Tabel 8 Hasil uji LOPAT isolat kelompok fluorescence terbanyak Uji LOPAT Kode isolat Levan Oksidase Potato
Soft rot Arginin Tobacco hyper- sensitive F3 + + - + + - F4 + + - + + - F7 + + - + + - F9 - - + - - - F11 + + - + + - P. fluorescens RH4003 + + - + + -
Hasil uji levan, diketahui hanya isolat F9 yang bereaksi negatif (Tabel 8). Sedangkan isolat lainnya menunjukkan reaksi yang positif. Reaksi positif ditandai dengan koloni yang cembung, membentuk kubah (Gambar 15). Levan terbentuk sebagai akibat aktifitas enzim dari levan sukrase dalam sukrosa (disakarida yang terdiri dari glukosa dan fruktosa). Glukosa dimetabolisme dan fruktosa dipolimerasi (Schaad 2001).
Gambar 15 Uji levan isolat fluorescence (A); Reaksi positif uji levan, koloni
seperti kubah (cembung jelas), putih, mucoid (B); Reaksi negatif uji levan, koloni datar, tidak berkilau dan transparan (C).
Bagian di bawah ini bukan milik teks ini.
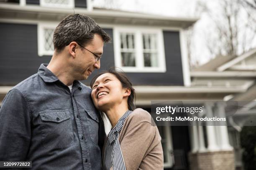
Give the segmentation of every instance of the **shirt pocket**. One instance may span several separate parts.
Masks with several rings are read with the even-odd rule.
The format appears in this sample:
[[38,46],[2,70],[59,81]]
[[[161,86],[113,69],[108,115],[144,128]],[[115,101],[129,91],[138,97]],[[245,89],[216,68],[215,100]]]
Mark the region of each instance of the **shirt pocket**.
[[86,121],[88,123],[92,141],[95,144],[98,144],[99,130],[99,118],[96,113],[89,109],[84,109]]
[[39,115],[42,143],[45,148],[64,149],[73,144],[74,137],[68,110],[40,112]]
Pengujian yang kedua adalah uji oksidase. Enzim oksidase memegang peranan yang penting dalam operasi sistem transport elektron selama proses respirasi secara aerob. Cytocrom oksidase, mengkatalisis oksidasi dengan mereduksi molekul oksigen (O2), menyebabkan atau menghasilkan bentuk H2O atau H2O2. Bakteri yang anaerobik, sebagiamana beberapa yang fakultatif anaerobik dan mikro aerophilik, memperlihatkan aktifitas oksidase (Salle 1973).
Gambar 16 Reaksi oksidase isolat fluorescence (A); Reaksi oksidase positif (+) berwarna ungu (B.a); Reaksi oksidase negatif (-) tidak terjadi perubahan warna (B.b).
Pengujian yang ketiga adalah Potato Soft Root. Pengujian ini dilakukan untuk mengetahui aktivitas pektolitik isolat bakteri yang diuji yakni dalam menghasilkan enzim pektinase (Schaad 2001). Diketahui bahwa hanya isolat bakteri F9 yang bereaksi positif, artinya hanya isolat bakteri tersebut yang mampu menghasilkan enzim pektinase (Gambar 17). Sedangkan, pengujian terakhir yaitu reaksi hidrolisis arginin. Hasilnya diketahui bahwa isolat F3, F4, F7
dan F11 bereaksi positif. Hal ini menunjukkan bahwa isolat-isolat tersebut bersifat anaerob. Fahl dan Hayward (1983) menyatakan bahwa enzim arginin desmidase di dalam bakteri memiliki peranan sebagai pendegradasi arginin yang sangat dibutuhkan untuk tumbuh pada kondisi anaerobik. Enzim-enzim tersebut (generate) ATP dengan cara mengubah arginin menjadi ornitin dengan cara menggenerasi CO2 dan NH3. Perubahan warna terjadi karena reaksi yang bersifat alkalin merupakan reaksi yang bersifat alkalin dari produksi NH3 pada lingkungan yang anaerob.
Gambar 17 Reaksi potato soft rot positif (+) umbi busuk. Kecoklatan, berlendir (A.a); Reaksi potato soft rot negatif (-) umbi segar, tidak terjadi perubahan warna (A.b); Reaksi potato soft rot pada isolat fluorescence (B).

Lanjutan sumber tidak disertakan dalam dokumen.